建材の開発・製造のみならず、現場の状況に応じた設計・技術サービスまでトータルに担う建材メーカー「JFE建材」。若手にチャンスが開かれた同社の中で、早くも要として活躍する社員3名に成長の足取りを伺った。

■奈良本 光太さん
大学院 建築学専攻 修士課程 修了/2019年入社
建築建材営業開発部

■池邉 愛香さん
生産工学部 機械工学科 卒業/2020年入社
フェンス・道路技術部 開発室

■後藤 智和さん
大学院 土木工学専攻 修士課程 修了/2021年入社
防災技術部 防災技術室

担当製品について誰よりも詳しくなり、自身のスキルが積み上がる仕事【奈良本さん】

私は当社に入社後、初めは建築技術設計室に配属され、お客さまである建築会社に向けた技術サービスを担当しました。技術サービスとは、お客さまに技術支援を行うことです。お客さまへの製品の提案段階から、設計・施工時の留意点や使用方法などを説明。いざ導入が決まったら、製品の仕様を具体的に検討し、施工時には現場からのお問い合わせに対応します。

私の担当製品は、デッキプレートと呼ばれる床材です。鉄筋コンクリートの床の下地材として使用される鋼板のことで、当社はデッキプレートのエキスパートとして業界屈指のシェアを誇っています。あの有名な電波塔の展望デッキや、大型ショッピングセンター、高層オフィスビル、空港や駅のターミナル、病院、学校など、目に見えない部分でさまざまな建物の“足元”を支え、利用される方々の安全を守っています。

当時の私の役割は、デッキプレートの安全かつ円滑な施工をサポートすること。「この納まりに対応するにはどうすればいい?」「床部分の開口部の取り方に変更が生じた」「デッキプレート上にこの機材を置いても大丈夫か?」など、施工現場からさまざまなお問い合わせをいただきます。それらの内容を吟味し、お客さまからいただく図面と照らしあわせながら、変更後のデッキプレートの強度や仕様を算出し、施工現場に状況に応じた対応を助言しました。迅速な対応が求められる切迫したお問い合わせも少なくありません。そうした際にも限られた時間で正確かつ丁寧に対応し、できるだけ施工が滞らないように努めました。

その後、デッキプレートの折込営業の部署に異動となり、設計者さまに向けた新製品のご紹介や技術交流会での活動が主軸となりました。これまでに培った経験や製品知識をフル活用し、設計段階でのサポートやご要望のヒアリングを行っています。同じ製品でありながら違う角度でのアプローチに戸惑うこともありますが、着実なスキルアップを実感しています。
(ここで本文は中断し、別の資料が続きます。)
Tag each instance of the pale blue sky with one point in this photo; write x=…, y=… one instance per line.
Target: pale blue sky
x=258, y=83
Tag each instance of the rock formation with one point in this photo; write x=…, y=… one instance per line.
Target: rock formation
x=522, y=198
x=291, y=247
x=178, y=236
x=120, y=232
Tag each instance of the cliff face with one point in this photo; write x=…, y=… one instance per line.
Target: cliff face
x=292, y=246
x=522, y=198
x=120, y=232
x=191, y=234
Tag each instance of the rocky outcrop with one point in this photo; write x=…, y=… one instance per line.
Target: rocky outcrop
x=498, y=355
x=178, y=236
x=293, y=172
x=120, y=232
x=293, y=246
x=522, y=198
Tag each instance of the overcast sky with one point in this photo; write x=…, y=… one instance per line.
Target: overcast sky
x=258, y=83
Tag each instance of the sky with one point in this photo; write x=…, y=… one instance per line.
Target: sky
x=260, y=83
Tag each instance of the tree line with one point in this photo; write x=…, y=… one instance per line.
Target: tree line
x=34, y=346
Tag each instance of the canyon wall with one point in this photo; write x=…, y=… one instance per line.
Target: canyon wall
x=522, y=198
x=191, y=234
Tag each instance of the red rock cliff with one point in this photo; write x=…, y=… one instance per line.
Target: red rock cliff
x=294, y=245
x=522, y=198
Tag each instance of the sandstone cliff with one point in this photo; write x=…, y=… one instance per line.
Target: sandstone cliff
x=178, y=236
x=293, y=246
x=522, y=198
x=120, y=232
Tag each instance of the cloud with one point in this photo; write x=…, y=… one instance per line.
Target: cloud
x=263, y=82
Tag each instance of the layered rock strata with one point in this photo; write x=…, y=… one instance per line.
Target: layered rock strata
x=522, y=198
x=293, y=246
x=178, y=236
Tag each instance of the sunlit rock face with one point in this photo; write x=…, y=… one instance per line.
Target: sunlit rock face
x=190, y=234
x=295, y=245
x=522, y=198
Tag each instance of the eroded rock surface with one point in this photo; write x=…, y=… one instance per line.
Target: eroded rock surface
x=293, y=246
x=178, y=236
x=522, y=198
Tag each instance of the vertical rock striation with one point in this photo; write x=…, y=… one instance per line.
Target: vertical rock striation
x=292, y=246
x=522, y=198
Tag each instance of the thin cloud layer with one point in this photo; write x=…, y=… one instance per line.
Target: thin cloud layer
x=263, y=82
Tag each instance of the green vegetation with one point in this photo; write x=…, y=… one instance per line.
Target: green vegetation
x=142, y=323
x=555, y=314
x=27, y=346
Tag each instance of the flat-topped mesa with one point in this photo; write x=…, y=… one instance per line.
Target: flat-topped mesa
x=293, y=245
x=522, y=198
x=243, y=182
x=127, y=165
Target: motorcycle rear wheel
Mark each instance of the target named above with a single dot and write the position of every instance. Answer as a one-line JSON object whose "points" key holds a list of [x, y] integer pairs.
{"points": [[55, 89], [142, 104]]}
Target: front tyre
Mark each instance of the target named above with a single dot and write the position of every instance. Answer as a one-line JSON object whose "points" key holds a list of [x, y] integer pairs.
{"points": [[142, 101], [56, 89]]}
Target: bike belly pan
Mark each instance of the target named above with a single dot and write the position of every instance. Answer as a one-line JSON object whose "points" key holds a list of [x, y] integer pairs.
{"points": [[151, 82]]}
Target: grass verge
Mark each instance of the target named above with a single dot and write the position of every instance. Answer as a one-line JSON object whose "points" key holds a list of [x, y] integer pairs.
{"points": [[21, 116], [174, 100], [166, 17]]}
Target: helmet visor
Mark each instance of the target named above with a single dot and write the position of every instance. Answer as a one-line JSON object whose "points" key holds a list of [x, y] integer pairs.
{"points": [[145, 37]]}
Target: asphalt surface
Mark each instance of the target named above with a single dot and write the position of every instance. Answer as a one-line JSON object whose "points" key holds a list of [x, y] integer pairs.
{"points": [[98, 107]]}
当社は、ベテランの上司であっても部下の話を丁寧に聞き、部下が成長できるよう親身になって考えてくれる会社です。期待に応え、自らの判断で仕事を完結できるように着実に成長していきたいと思っています。

先輩たちの就職活動

学生時代には設計や都市計画を専攻し、就職活動当初は建築設計を志望していた奈良本さん。「企業研究を進めるうちに当社を知り、メーカーの技術職に興味が募りました」

施設ごとに同じフェンスは一つもなく、常に新しい設計にチャレンジできる面白さ【池邉さん】

大学では機械工学を学びました。就職活動では最初から業界を絞り込むのではなく、さまざまな分野のメーカーについて調べ、説明会や選考に臨みました。そんななかで当社に決めたのは、建材メーカーという立場で、公共事業に多数携わっているからです。私は地方出身で、生まれ育った地域では都市部に比べて道路や橋梁などのインフラ整備が遅れがちでした。子どもの頃からそうした状況を見てきたこともあって、微力ながらも自分の力をインフラ整備に役立てたいという思いが強く、当社への入社を決意しました。
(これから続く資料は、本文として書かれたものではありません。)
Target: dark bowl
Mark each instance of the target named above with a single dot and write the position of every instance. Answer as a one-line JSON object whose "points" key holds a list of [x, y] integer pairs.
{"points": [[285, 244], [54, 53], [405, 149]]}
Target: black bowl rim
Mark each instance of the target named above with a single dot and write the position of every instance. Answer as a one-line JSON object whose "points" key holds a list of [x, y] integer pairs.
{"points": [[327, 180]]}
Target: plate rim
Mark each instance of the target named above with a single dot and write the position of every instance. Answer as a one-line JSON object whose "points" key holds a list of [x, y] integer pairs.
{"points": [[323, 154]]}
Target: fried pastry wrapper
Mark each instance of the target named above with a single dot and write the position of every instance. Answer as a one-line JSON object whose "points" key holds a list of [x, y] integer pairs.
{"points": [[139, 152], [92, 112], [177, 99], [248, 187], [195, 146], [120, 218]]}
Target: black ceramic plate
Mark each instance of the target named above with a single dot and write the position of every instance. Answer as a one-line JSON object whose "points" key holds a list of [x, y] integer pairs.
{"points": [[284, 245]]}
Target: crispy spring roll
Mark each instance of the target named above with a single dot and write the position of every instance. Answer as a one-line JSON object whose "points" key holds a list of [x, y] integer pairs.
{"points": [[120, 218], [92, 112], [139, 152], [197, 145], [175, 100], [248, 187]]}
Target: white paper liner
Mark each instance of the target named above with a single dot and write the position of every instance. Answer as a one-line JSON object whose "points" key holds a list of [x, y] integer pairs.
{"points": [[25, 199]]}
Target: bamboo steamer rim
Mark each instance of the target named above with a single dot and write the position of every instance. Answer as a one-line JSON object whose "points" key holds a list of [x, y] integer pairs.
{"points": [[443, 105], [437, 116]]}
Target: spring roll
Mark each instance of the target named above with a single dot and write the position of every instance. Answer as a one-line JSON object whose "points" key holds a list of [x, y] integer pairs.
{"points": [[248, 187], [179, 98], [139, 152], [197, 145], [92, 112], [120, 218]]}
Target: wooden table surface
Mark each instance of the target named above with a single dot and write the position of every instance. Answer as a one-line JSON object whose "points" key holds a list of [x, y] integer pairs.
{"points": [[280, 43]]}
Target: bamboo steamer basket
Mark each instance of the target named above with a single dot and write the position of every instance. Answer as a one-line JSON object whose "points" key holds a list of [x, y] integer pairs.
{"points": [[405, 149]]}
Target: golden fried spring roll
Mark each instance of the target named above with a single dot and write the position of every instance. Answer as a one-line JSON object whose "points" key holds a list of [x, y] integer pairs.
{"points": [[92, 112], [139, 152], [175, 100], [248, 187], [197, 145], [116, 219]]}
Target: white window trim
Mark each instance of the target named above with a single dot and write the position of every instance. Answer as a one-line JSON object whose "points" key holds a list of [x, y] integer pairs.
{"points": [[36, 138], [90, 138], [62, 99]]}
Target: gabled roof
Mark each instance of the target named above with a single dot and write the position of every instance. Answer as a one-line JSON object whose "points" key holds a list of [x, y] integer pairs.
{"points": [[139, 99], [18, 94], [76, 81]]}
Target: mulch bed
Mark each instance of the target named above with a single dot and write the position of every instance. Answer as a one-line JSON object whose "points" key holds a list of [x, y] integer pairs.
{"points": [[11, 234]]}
2020年入社なので、入社時からコロナ禍に直面しましたが、在宅ワークと出社をバランスよく組み合わせながら仕事に励みました。在宅ワークの際も、Web会議やチャットを通して上司や先輩と情報を共有しあい、相談も気軽にできるため、戸惑いや違和感はとても少なかったと実感しております。

私が当初担当したのは、道路や橋梁、学校、公園、屋上などに設置するフェンスの設計をするフェンス技術室の業務です。営業担当が、お客さまからヒアリングした内容をもとに、設置目的や場所、サイズ、さらには設置場所に吹き込む風の強さや向き、地盤なども加味し、環境に耐え得る強度を持ったフェンスを設計します。それだけではなく、施工しやすさを考えた設計も大切です。その点、研修で施工現場を体験した際に実感したのですが、当社のフェンスは他製品に比べて組み立てやすく、開発段階から施工効率が考慮されているので、設計も進めやすいですね。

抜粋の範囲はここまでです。